Josh Megeney's family still doesn't know what happened inside that bedroom.
They don't know why Megeney was in that house.
But they do know the 28-year-old died from bullet wounds after an encounter with police.
"We don't even know what happened to Josh and it's been almost two years," said John Megeney, Josh's father, in an interview from his home in Medicine Hat.
Deadly Force: 16 people died in police encounters in Sask. since 2000
A team of CBC researchers spent six months assembling the first Canada-wide database of every person who died or was killed during a police intervention.
Of the 461 deaths in the database, which captures the years 2000 to 2017, 16 happened in Saskatchewan.
Of those 16, 12 died from gunshot wounds. All but one were men.
Mystery surrounding fatal standoff
Megeney was one of those men.
His fatal encounter with Saskatoon police on Oct. 6, 2016 began with officers being called to the 500 Block of Avenue Q in for a report of break-in.
The homeowner told CBC News at the time that he called police after he came out and noticed something amiss.
Police said that when officers searched the home they saw Megeney through a doorway, holding a gun. Shots were fired.
Police have never clarified who shot first, or whether Megeney fired a gun at all.
By mid-morning, officers had swarmed the area. A tense standoff ensued. It ended when police entered the home and found the 28-year-old dead, nearly eight hours after officers first entered the house.
Scott Spencer, the lawyer now representing Megeney's family, said many questions remain about that day.
"This is a police involved shooting and we'd like to know how that came to be."

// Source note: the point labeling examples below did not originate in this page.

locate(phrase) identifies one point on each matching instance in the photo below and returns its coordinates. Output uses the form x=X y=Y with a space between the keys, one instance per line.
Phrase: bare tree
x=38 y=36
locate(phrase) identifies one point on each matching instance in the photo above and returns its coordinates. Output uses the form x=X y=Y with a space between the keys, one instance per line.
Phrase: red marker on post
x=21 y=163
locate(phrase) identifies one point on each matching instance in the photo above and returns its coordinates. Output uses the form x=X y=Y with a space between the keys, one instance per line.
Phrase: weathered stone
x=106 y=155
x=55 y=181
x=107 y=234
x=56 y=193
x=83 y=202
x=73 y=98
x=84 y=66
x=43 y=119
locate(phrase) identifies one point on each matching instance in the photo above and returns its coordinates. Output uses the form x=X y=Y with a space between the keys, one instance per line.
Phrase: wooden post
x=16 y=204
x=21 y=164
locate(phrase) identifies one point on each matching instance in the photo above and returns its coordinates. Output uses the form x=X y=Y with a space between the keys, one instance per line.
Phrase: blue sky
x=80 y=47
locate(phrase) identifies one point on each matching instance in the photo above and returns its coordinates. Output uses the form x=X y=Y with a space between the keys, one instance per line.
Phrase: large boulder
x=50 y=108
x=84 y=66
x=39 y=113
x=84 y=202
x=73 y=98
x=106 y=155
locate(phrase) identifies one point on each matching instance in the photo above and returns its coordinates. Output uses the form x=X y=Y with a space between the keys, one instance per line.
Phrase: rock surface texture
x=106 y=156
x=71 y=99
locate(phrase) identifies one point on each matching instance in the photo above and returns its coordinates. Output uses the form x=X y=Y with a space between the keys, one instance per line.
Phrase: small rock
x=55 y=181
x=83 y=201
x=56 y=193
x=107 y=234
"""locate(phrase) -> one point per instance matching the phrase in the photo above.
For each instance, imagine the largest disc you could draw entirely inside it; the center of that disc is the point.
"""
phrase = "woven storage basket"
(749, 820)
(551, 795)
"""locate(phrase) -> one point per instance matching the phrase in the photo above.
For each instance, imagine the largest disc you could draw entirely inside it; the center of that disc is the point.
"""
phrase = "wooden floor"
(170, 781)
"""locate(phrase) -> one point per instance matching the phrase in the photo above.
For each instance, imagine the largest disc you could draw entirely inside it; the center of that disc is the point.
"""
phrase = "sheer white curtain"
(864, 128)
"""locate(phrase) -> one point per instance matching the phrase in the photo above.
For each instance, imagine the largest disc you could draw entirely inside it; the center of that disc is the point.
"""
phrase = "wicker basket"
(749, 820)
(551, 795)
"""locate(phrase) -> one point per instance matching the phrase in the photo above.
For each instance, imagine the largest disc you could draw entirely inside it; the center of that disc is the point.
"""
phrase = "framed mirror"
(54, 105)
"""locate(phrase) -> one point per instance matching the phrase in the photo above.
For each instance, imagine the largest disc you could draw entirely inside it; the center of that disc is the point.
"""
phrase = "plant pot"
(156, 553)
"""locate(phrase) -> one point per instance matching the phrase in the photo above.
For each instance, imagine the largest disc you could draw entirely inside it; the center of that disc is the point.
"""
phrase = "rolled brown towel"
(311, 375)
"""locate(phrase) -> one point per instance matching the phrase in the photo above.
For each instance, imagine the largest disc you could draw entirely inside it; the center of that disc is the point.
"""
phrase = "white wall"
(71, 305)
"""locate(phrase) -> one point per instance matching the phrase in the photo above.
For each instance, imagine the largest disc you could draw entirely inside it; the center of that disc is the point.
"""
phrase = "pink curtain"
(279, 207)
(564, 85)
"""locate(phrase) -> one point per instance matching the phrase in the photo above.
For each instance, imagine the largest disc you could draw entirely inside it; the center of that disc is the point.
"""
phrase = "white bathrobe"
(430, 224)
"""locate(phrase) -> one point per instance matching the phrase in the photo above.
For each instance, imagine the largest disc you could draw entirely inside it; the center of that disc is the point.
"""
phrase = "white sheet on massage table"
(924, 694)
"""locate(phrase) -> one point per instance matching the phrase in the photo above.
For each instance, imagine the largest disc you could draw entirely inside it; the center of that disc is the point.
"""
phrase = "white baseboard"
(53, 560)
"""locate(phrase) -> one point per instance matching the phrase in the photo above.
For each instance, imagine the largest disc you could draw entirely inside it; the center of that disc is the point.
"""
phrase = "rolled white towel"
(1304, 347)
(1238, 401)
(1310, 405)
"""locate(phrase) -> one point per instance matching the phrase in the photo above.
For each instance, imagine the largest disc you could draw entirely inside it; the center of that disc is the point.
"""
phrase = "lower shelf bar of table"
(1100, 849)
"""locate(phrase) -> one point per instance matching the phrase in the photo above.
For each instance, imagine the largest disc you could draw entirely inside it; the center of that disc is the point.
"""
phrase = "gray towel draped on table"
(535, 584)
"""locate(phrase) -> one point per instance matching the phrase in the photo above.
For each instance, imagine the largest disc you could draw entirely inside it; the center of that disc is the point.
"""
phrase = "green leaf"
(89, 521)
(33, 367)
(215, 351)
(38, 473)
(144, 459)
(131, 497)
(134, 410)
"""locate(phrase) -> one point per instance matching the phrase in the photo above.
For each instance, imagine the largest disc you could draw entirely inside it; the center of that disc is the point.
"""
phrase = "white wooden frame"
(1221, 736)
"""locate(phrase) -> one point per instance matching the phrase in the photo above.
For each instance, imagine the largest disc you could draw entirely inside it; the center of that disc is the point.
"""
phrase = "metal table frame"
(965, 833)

Wood chips in bullet wounds raise questions
At the time, Megeney's friends said he'd been living on the streets with his girlfriend, struggling with addictions.
Spencer says while details about the shooting are sparse, there is evidence that the bullets that killed Megeney were fired through a door. The family was told there were wood chips embedded in his wounds.
"There is some suggestion he was shot through a door and that's a long ways away from an individual pointing a weapon at a police officer," Spencer said.
The information about the wood chips came from the brief autopsy report, Spencer said, but that is all the information the family has gleaned from police.
The family hasn't heard any further details about the case. They don't know the names of the officers involved. They don't know if any charges will be laid against anybody.
And while Spencer says he respects the criminal investigations process, he thinks there has to be a better way to get families more timely information.
Unclear if charges will be laid
Saskatoon Police Service spokesperson Alyson Edwards said in a written statement that there is an "ongoing review by the Crown" and there was oversight from Ministry of Justice.
In a statement, the ministry of justice confirmed that an independent observer has been appointed, but would not say who that observer was. The statement also said the at-issue charges can not be addressed.
That means it's unclear if there will be an inquest into Megeney's death.
Saskatoon Police Service Superintendent Brian Shalovelo could not speak directly to the Megeney case, but says there are circumstances where an officer feels their life or someone else's life is in danger and lethal force is needed.
"We've had situations where for the protection of their life or protection of others they have used their firearm because they have to stop the threat immediate and there is no lesser tool available that can do that so that's why they use their firearm," he said.
The family, Spencer says, simply wants answers.
"Facts aren't going to bring Josh back, but certainly will help the family put it in perspective and know what the circumstances were," he said.
Spencer says the family is prepared for any outcome in the case and are prepared to acknowledge that Megeney had broken into the house.
"We are 16, 17 months after the tragedy and mom and dad are sitting in Medicine Hat and they really don't what happened to their son and I think we can all put ourselves in their situation and realize how difficult that is," Spencer said.
"We talk about healing, well it's tough to get that started when you don't know."